Artwork Information

  • Title:

    Hastings Beach

  • Artist:

    Mole, John Henry

  • Artist Bio:

    British, 1814–1886

  • Date:


  • Medium:

    Watercolor and graphite on paper

  • Dimensions:

    13 7/8 x 21 5/8 inches

  • Credit Line:

    Wichita Art Museum, Museum purchase, Director's Discretionary Fund

  • Object Number:


  • Display:

    Not Currently on Display

About the Artwork

In 1859, the noted British watercolorist John Henry Mole executed this work depicting a scene on the beach at Hastings in Sussex, England. Here the treatment is quite literal with a massive rock, known as East Cliff, shown on the left overlooking a flat sandy beach that stretches into the distance toward the sea. In the foreground a fisherman is seen walking at a slight diagonal toward the viewer and carrying fishing nets over his shoulders and a boat hook pole in his right hand. At the extreme right, a second fisherman rests by the capstan. Particularly pleasing to the eye are the sub­dued but sensitively harmonized colors, the successfully rendered outdoor light and the convincing textural qualities of such forms as the wooden capstan, the mar­shy inlet at low tide, the scattered rocks along the beach and the soft golden brown sand.

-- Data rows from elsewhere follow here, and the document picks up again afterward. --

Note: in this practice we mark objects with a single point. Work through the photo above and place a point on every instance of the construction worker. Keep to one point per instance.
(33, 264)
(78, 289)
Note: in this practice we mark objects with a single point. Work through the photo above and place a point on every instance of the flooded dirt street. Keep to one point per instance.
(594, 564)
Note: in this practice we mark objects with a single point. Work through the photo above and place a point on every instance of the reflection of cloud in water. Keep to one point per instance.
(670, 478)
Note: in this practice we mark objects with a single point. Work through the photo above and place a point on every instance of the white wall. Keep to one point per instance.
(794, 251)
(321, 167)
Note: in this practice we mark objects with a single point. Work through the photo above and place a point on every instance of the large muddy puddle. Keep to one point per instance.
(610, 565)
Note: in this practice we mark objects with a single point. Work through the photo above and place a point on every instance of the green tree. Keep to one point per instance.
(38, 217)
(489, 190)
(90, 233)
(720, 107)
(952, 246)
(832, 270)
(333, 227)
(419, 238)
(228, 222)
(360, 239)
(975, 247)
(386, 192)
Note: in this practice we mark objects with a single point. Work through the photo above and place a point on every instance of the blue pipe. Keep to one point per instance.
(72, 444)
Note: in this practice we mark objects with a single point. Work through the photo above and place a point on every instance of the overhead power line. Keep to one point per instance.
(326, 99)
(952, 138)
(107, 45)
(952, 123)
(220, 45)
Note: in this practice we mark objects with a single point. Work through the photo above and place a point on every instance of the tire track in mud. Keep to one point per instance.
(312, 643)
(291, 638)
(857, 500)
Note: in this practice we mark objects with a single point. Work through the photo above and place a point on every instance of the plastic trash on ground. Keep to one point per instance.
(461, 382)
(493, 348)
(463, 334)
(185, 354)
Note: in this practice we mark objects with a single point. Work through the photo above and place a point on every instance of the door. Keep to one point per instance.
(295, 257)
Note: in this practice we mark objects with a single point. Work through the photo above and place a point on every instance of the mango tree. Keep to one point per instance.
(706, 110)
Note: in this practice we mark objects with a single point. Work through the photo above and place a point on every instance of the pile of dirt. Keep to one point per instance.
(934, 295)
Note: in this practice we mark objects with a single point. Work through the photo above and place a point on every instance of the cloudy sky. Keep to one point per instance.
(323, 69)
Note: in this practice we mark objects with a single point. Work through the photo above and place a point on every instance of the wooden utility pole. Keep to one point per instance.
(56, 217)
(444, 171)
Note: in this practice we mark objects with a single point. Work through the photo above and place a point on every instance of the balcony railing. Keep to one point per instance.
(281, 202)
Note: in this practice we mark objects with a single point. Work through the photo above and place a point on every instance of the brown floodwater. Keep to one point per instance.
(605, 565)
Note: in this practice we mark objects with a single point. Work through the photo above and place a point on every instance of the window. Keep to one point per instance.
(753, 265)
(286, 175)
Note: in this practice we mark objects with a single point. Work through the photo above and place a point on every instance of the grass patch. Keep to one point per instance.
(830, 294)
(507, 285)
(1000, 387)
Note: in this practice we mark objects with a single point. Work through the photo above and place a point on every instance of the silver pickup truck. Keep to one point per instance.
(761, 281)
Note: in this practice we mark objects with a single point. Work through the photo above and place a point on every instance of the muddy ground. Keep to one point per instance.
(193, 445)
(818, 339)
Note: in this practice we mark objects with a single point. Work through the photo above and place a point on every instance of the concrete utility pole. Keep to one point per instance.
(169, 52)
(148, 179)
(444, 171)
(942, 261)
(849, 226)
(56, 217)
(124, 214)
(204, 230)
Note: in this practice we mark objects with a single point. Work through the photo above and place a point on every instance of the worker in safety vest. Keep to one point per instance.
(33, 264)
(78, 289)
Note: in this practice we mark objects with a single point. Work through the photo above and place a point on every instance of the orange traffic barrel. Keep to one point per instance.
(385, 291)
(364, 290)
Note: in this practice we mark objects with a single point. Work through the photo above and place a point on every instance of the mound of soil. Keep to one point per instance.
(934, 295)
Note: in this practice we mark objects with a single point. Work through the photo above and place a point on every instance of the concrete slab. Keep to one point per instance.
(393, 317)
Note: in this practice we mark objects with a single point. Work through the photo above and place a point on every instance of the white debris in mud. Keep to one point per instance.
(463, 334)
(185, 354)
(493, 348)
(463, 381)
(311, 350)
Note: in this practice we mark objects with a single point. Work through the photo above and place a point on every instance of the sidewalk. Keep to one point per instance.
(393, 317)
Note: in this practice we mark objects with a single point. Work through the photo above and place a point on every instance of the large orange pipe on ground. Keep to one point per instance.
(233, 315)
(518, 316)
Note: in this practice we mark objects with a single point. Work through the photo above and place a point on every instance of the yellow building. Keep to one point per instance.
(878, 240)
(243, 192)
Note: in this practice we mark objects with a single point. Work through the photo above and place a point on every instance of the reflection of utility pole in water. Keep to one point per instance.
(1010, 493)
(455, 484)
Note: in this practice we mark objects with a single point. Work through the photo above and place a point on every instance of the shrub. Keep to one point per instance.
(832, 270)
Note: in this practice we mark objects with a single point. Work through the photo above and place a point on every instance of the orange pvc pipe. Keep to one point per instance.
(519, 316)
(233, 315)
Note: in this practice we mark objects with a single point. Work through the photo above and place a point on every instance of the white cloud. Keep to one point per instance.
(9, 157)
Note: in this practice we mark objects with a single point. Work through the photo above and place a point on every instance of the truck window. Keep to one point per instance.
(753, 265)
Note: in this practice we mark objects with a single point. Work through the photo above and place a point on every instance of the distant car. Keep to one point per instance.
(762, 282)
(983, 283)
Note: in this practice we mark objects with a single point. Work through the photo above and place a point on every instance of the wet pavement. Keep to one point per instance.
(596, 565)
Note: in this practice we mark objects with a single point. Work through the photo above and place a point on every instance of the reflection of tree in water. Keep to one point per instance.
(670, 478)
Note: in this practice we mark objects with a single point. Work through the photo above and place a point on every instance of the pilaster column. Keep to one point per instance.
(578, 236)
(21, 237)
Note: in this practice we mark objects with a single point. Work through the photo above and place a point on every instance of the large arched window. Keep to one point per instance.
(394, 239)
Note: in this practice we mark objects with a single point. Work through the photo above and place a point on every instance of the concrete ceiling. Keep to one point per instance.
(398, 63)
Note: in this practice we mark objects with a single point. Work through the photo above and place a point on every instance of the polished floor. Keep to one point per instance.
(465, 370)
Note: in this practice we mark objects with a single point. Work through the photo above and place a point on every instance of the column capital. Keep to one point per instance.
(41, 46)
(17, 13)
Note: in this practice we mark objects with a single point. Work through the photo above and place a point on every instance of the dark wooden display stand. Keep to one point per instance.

Midway between the walking fisherman and the craggy cliff on the left, two barely visible figures are seated, and the contrasting scale here clearly discloses the vast spatial distance encompassed within this com­position. Indeed, contrast is a key characteristic of this work — contrast between the gigantic and the tiny, be­tween the eternal and the transient, between the brutal and the gentle. But certainly, the most significant feature is the powerful opposition between the treacherously steep but awe-inspiring cliff on the one hand and the ter­rifying expanse of open space, which stretches infinitely toward and beyond the horizon on the other. Yet, at the same time, these two opposing entities appear to unify the composition by virtue of their common characteristics of immensity and grandiosity. To the mid-Victorian mind these qualities stimulated an emo­tional state akin to the sublime and one, which seemingly, was regarded as more powerful than the beautiful itself. While this notion as employed here had considerable appeal during much of the nineteenth century, it was ac­tually inherited from the philosophic outlook of nearly a century earlier as found in the theoretical teachings of such writers as Edmund Burke, William Gilpin and Uvedale Price.

John Henry Mole was born in Northumberland in 1814 and died in London in 1886. In 1848, he was elected to full membership in the New Watercolor Socie­ty, where he exhibited regularly. In 1884 he became vice president of the New Watercolor Society, by then known officially as the Royal Institute. His watercolors are in major museum collections throughout Britain, Europe, and the United States.